We conducted analyses to ensure that the teams
retained in our final sample were not statistically different from those excluded due to low within
team response rates. Among the set of individuals included in the final sample, fewer countries were
represented than full sample (18 versus 38), but team diversity scores for nationality did not differ.
ANOVA for all other variables in our model also revealed no statistically significant differences
between the teams included in our final sample and those excluded.
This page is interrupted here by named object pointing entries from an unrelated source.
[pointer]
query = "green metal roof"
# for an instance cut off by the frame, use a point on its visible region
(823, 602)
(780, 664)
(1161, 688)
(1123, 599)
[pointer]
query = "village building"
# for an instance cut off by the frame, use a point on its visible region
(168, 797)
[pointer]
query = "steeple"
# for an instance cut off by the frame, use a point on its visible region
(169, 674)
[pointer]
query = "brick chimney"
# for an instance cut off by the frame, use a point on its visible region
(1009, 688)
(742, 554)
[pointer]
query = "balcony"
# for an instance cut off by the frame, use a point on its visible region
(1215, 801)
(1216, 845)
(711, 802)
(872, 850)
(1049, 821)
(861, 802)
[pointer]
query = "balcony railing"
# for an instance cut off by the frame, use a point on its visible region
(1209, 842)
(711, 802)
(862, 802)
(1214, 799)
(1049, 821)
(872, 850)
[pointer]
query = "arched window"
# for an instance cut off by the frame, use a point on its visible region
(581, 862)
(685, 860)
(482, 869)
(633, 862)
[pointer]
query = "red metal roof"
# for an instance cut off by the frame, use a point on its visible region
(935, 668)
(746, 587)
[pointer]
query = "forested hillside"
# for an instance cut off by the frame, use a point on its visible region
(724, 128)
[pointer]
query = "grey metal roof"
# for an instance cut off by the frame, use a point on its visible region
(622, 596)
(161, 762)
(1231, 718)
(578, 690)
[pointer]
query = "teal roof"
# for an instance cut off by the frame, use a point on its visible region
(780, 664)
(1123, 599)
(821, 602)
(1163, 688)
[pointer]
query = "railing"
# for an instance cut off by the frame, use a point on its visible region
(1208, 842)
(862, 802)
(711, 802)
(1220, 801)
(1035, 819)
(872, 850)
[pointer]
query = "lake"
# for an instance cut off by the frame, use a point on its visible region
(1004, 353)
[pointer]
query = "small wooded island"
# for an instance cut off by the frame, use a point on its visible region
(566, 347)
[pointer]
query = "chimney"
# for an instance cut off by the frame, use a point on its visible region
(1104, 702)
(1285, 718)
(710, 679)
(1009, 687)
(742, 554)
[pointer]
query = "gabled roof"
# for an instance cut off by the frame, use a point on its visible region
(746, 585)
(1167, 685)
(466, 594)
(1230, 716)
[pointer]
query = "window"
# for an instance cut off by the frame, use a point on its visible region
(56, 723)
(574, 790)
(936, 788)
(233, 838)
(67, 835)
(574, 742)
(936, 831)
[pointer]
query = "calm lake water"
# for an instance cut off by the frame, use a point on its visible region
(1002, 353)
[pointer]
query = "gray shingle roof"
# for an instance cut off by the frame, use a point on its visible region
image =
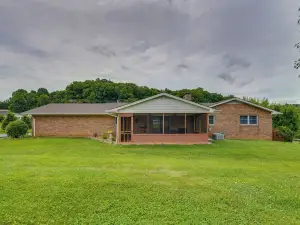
(207, 104)
(74, 109)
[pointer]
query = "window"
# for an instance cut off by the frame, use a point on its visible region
(253, 120)
(211, 120)
(243, 120)
(157, 124)
(248, 120)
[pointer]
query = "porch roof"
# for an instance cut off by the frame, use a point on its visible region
(162, 103)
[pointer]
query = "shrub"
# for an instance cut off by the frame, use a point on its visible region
(26, 119)
(1, 118)
(297, 135)
(17, 129)
(286, 133)
(10, 117)
(105, 136)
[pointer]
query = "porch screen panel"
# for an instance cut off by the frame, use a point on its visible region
(174, 124)
(156, 123)
(147, 123)
(141, 124)
(193, 123)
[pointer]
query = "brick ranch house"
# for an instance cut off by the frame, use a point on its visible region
(162, 118)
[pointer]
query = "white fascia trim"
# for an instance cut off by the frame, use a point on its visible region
(160, 95)
(273, 112)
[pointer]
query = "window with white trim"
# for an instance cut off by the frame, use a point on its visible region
(211, 120)
(248, 120)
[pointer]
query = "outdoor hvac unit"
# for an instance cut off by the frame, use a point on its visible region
(218, 136)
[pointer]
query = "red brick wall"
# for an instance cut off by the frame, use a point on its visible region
(73, 126)
(228, 122)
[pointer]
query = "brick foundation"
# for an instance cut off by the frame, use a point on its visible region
(228, 122)
(73, 126)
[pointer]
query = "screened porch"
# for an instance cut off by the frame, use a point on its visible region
(164, 128)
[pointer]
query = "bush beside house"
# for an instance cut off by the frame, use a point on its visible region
(2, 118)
(26, 119)
(17, 129)
(10, 117)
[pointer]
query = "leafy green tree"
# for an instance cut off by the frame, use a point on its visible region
(10, 117)
(4, 104)
(27, 119)
(17, 129)
(42, 91)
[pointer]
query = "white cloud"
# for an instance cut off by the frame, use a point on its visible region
(161, 43)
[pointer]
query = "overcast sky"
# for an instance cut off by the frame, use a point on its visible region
(240, 47)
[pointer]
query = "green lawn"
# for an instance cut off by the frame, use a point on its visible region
(81, 181)
(1, 131)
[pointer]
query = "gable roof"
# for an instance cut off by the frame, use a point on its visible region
(273, 112)
(74, 109)
(158, 96)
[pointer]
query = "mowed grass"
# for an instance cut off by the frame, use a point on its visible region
(1, 131)
(81, 181)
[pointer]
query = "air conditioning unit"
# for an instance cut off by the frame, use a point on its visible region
(218, 136)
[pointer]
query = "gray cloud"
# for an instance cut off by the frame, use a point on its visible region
(103, 50)
(246, 43)
(182, 66)
(227, 77)
(234, 61)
Given our research questions, data from these particular MBA teams have many desirable
properties. The teams worked together in multiple classes and completed several projects together
over a 15-16 week period. Teams performed meaningful work with significant consequences and
had to manage different, potentially competing individual and team task priorities, making them
similar to many teams in workplace settings. In addition to complex task demands with real
consequences, the teams in our sample have another desirable characteristic. The team formation
timing and launch process allows us to assess team perceptions at formation, before any significant
interaction had occurred, enabling us to isolate the effects of surface versus deep diversity on
perceived similarity over time. In organizational settings it would be difficult to find a set of teams
with a common “zero” point. Previous studies of perceived similarity included teams where
individuals may have known each other for longer and/or may have had previous interactions. For
instance, Harrison et al. (2002) measured perceptions of teams of students enrolled in upper division
undergraduate and graduate courses (and who were not new students) between the fifth and seventh
week of the semester. Members of these teams had opportunity to interact and learn about each
other before completing surveys about their perceptions. More similar to our design, Polzer et al.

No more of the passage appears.